Day 13 — Back to Tutorials #2

September 24th, 2020 No comments

Hey, all! Welcome back to CryptoCL.

Today I continued my work on the Hands-On OpenCL tutorial. I didn’t make much headway, since I was busy juggling another project that needed more urgent attention along with these tutorials.

Last time, I was having trouble with Exercise 06. I was able to figure out that issue and solve it, as the code that was given was causing issue. Perhaps they were in anticipation for systems with multiple Devices? Simply commenting out that code fixed the issue, and I replaced it by defining a DEVICE variable that sets the device type to default. After that issue was fixed, the program runs the sequential calculation well, but then is unable to solve the OpenCL computation. I was stuck on this for an hour, until I noticed that the kernel source code did not have an implementation. I wrote an implementation, but found it wasn’t the correct implementation. The Hands-On OpenCL git repository actually provides an implementation in a presentation slideshow file. Once implemented, the code now correctly calculates vector multiplication matrices!

I moved on to Exercise07, where the goal is to calculate vector multiplication matrices by row, instead of at row x and column y. I edited the kernel source, but was unable to get the exercise working.
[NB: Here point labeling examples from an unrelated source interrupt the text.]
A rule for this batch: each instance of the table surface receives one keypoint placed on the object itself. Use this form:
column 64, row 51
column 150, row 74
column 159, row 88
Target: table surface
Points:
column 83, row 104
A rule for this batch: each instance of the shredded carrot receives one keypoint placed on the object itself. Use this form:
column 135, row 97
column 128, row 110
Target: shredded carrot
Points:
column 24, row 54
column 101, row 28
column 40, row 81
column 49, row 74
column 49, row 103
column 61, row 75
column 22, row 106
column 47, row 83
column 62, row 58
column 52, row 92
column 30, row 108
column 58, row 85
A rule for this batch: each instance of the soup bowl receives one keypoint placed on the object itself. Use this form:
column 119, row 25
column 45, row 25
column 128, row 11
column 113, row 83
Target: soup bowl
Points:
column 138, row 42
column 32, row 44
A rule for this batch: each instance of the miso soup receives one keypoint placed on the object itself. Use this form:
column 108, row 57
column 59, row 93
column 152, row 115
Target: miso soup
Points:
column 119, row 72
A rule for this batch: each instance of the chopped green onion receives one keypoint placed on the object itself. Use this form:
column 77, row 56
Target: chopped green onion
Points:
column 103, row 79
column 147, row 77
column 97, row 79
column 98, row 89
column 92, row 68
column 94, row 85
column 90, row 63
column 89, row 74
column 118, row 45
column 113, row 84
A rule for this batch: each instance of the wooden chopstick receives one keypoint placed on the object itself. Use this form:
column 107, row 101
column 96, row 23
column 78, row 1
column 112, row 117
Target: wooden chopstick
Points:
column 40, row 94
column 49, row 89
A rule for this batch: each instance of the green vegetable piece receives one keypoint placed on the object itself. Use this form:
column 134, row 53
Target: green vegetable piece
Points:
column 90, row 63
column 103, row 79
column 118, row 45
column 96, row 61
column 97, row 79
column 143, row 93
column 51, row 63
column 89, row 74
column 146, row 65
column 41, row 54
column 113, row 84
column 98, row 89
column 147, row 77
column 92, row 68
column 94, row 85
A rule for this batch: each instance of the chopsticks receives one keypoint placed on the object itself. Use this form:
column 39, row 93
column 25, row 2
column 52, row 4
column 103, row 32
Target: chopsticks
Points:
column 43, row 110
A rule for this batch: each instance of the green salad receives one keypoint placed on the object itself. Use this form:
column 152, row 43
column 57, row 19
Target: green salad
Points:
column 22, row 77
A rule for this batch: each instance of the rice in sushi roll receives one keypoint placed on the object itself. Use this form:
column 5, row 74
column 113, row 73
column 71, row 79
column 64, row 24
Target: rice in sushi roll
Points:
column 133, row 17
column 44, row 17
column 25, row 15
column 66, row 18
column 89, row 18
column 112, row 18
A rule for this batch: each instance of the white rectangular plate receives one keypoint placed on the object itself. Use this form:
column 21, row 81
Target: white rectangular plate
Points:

Next time, I will continue working on my exercises. Dr. Marmorstein has been sick for the week, so we might or might not meet tomorrow. Until next time!

Kyle Jenkins.

Time spent today: 3 hours
Total Time: 19 hours

Categories: Uncategorized Tags: ,

Day 12 — Tutorials, Again #1

September 20th, 2020 No comments

Hey, all! Welcome to CryptoCL.

Today, I did a few of the Exercises in the Hands-On OpenCL tutorial mentioned yesterday. I’ve done every tutorial up to and stopped at Exercise #6.

The first two tutorials were mostly to check your system to see if you were able to run OpenCL on your system. Exercise #3 had you analyze a given program and understand what is happening within the program — it was adding two vectors together, and would return how many passed and would also return any equations that were wrong.

The fourth one is where things would get tricky. It was the same program, but they wanted you to run the program 3 times, adding vectors D, E, F, and G. First you would find C = A + B, then D = C + E, and finally return F = D + G. I ran the same function three times, except I replaced the inputs with the inputs I needed, and changed C and D to Read and Write. Eventually, I got the program to work after also changing places where I was supposed to return C values to be places I return F values.

The fifth one, I feel, was easier than the fourth exercise. In the fifth exercise, you had to change the program and kernel to add an additional vector, which I named D. Nothing was entirely complicated about it — the only thing I needed to do was add the D vector to wherever I needed it.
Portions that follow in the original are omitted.